Personal information
- Born: January 4, 1985 (age 41) Bonita Springs, Florida, U.S.
- Listed height: 6 ft 6 in (1.98 m)
- Listed weight: 219 lb (99 kg)

Career information
- High school: Estero (Estero, Florida)
- College: Minnesota (2004–2005) Eastern Illinois (2006–2007)

Career history
- Pittsburgh Steelers (2008)*; Kansas City Chiefs (2008)*; New York Giants (2008–2009)*; Orlando Predators (2010)*; Chicago Rush (2011); New Orleans VooDoo (2012)*;
- * Offseason or practice squad member only

Awards and highlights
- 2× First-team All-OVC (2006–2007);
- Stats at ArenaFan.com

= Micah Rucker =

American football player (born 1985)

Micah Rucker (born January 4, 1985) is an American former football wide receiver. He was signed by the Pittsburgh Steelers as an undrafted free agent in 2008. He played college football at Eastern Illinois.

== College ==

Rucker started his college career at Minnesota before transferring to Eastern Illinois. At EIU, Rucker caught 49 passes for 966 yards and 11 touchdowns in 2006. In 2007, he caught 55 passes for 777 yards and seven scores.

== NFL ==

Rucker was also a member of the Kansas City Chiefs and the New York Giants. The Giants cut him on July 30, 2009, to make room for incoming draft picks.

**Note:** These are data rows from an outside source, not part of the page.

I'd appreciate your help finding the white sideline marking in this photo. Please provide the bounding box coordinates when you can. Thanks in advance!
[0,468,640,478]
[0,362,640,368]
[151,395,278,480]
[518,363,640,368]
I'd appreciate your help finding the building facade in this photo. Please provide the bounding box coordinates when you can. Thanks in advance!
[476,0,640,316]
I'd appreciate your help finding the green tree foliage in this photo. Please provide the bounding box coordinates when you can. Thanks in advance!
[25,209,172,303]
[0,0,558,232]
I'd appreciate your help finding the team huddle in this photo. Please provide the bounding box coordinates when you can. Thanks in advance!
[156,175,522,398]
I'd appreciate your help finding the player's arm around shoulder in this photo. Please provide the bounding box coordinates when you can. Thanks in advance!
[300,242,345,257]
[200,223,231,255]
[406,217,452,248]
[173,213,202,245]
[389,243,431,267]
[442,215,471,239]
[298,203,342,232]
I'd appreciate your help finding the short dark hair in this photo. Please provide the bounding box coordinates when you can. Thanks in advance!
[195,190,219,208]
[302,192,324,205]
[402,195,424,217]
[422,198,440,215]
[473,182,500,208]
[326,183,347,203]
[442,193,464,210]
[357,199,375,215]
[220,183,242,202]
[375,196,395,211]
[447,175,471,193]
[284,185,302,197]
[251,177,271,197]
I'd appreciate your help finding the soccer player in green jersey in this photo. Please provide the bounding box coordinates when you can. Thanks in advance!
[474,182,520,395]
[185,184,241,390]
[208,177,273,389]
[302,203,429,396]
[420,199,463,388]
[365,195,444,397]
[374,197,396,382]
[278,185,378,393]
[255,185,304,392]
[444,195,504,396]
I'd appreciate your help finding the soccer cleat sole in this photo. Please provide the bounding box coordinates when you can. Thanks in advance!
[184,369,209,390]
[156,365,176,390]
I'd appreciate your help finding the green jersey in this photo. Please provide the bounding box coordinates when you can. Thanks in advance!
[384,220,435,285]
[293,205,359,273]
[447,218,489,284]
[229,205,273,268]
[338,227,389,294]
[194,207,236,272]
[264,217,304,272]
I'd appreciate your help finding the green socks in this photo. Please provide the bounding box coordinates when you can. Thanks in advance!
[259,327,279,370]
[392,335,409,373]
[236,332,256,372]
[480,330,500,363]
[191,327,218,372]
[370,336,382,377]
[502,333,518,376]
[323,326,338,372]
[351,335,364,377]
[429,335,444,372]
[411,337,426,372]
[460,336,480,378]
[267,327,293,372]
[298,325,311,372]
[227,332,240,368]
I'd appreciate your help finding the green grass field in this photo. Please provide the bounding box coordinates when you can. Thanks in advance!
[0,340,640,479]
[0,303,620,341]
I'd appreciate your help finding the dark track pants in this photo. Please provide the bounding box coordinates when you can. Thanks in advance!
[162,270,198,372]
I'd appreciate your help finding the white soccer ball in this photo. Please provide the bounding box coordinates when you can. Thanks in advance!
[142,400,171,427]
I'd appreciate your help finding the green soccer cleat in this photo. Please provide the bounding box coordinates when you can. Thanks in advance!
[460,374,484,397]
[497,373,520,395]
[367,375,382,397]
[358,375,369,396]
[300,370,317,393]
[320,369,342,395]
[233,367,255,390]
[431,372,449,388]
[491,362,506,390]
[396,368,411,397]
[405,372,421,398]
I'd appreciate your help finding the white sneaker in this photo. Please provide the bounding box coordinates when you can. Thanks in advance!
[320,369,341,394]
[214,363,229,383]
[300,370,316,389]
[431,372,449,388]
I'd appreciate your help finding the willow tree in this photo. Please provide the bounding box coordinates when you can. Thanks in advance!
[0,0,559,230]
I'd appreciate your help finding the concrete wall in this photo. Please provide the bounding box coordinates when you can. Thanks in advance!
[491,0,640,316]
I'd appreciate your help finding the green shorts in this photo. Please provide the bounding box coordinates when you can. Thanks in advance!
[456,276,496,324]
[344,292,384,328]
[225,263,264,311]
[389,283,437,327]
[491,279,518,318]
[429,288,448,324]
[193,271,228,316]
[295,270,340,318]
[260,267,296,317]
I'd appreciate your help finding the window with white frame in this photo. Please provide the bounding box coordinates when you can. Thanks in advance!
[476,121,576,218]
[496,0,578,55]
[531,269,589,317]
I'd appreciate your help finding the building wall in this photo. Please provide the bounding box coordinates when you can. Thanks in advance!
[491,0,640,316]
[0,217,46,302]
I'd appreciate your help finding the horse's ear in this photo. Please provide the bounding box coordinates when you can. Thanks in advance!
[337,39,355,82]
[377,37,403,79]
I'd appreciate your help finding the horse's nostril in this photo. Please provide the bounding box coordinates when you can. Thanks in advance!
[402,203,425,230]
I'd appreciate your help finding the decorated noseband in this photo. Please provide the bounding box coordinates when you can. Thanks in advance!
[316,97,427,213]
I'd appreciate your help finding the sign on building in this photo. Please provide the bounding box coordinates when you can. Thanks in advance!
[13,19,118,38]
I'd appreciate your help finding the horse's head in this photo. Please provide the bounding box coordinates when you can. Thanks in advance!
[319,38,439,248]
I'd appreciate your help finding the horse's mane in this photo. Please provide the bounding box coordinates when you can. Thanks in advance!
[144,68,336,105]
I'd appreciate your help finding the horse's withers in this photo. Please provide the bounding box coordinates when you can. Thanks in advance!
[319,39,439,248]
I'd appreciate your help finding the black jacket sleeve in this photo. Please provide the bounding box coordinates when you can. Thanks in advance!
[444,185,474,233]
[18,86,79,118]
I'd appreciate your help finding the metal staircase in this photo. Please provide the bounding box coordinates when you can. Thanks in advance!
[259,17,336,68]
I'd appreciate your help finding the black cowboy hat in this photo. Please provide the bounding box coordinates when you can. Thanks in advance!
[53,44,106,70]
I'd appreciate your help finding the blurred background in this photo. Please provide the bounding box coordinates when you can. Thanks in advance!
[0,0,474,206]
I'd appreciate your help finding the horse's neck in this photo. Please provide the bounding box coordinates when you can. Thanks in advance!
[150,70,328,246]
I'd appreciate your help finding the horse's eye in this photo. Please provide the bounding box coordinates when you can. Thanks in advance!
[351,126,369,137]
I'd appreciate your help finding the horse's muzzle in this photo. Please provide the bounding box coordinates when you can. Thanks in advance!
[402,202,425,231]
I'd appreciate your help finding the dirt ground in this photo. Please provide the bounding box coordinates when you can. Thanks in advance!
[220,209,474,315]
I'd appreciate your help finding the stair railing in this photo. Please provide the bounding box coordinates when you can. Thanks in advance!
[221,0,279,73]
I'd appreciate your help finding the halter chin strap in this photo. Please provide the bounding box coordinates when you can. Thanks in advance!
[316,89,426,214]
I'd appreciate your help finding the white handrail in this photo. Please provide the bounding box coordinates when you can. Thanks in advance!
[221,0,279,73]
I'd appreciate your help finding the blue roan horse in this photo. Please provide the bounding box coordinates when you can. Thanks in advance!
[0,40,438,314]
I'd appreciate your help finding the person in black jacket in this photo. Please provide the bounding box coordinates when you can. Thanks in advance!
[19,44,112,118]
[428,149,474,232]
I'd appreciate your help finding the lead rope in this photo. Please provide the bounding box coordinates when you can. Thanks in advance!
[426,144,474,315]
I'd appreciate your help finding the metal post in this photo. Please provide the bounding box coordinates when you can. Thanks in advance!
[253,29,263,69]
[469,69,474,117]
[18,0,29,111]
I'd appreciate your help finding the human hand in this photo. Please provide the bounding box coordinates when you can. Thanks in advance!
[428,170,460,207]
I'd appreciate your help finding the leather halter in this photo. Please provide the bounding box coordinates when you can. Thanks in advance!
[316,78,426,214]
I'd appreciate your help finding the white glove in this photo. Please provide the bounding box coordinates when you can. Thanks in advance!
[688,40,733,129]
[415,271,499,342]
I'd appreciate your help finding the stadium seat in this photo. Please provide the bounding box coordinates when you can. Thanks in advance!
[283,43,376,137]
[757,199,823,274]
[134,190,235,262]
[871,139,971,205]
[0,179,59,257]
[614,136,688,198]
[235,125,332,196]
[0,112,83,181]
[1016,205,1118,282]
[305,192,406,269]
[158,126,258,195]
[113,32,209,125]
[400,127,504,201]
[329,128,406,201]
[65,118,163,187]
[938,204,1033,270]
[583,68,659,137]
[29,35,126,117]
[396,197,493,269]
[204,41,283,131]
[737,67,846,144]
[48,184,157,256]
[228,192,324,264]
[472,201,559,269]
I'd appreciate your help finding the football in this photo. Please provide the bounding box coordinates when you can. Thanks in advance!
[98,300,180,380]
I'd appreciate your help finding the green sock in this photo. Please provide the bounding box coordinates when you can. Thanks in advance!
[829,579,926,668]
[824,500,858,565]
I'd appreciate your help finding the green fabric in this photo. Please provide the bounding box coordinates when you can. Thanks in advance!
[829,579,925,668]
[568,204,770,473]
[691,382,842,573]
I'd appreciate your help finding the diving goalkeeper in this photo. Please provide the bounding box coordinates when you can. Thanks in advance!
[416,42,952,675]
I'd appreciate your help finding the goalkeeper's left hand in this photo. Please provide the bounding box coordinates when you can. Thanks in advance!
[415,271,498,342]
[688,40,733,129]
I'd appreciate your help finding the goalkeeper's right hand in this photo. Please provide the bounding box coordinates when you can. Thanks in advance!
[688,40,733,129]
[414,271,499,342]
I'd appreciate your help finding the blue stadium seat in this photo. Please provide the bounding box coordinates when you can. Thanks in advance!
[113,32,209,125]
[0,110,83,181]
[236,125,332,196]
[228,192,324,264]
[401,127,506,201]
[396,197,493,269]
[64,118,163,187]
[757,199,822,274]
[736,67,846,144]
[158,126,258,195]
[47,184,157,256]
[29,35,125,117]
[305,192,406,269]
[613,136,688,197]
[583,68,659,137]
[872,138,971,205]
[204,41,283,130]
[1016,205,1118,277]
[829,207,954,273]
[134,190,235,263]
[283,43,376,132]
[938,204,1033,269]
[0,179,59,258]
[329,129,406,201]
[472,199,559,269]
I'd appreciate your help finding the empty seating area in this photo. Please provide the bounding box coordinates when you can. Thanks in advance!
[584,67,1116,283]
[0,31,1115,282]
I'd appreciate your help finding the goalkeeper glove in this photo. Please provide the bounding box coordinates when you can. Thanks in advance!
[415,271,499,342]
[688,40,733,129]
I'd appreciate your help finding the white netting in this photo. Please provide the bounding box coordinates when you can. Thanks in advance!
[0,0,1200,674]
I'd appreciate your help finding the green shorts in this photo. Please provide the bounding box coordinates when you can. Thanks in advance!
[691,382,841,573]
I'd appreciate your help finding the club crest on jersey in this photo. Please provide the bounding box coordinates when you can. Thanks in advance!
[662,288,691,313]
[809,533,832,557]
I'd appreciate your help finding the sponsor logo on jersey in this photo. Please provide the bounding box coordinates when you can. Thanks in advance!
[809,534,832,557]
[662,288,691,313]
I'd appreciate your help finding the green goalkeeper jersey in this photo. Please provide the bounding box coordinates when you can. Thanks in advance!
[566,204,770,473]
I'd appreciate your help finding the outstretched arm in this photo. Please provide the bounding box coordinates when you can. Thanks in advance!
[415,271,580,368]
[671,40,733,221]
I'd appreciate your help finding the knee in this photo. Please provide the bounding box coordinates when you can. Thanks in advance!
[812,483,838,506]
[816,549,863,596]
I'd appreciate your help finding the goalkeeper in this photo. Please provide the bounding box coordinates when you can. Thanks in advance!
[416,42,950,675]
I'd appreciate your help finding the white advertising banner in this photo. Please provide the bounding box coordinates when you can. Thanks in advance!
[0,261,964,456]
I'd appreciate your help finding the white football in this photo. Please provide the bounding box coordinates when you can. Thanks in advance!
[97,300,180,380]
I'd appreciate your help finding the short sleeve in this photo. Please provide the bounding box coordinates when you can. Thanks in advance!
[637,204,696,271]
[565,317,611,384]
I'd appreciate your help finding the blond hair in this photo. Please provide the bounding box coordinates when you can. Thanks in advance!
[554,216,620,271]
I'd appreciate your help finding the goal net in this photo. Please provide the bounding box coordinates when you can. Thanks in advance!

== Arena Football League ==

Rucker signed with the Orlando Predators of the Arena Football League during the 2010 offseason. Before the season, Rucker was traded to the Chicago Rush for wide receiver Robert Quiroga and became one of Chicago's three starting wide receivers, catching 18 passes, 161 yards and four touchdowns through four games.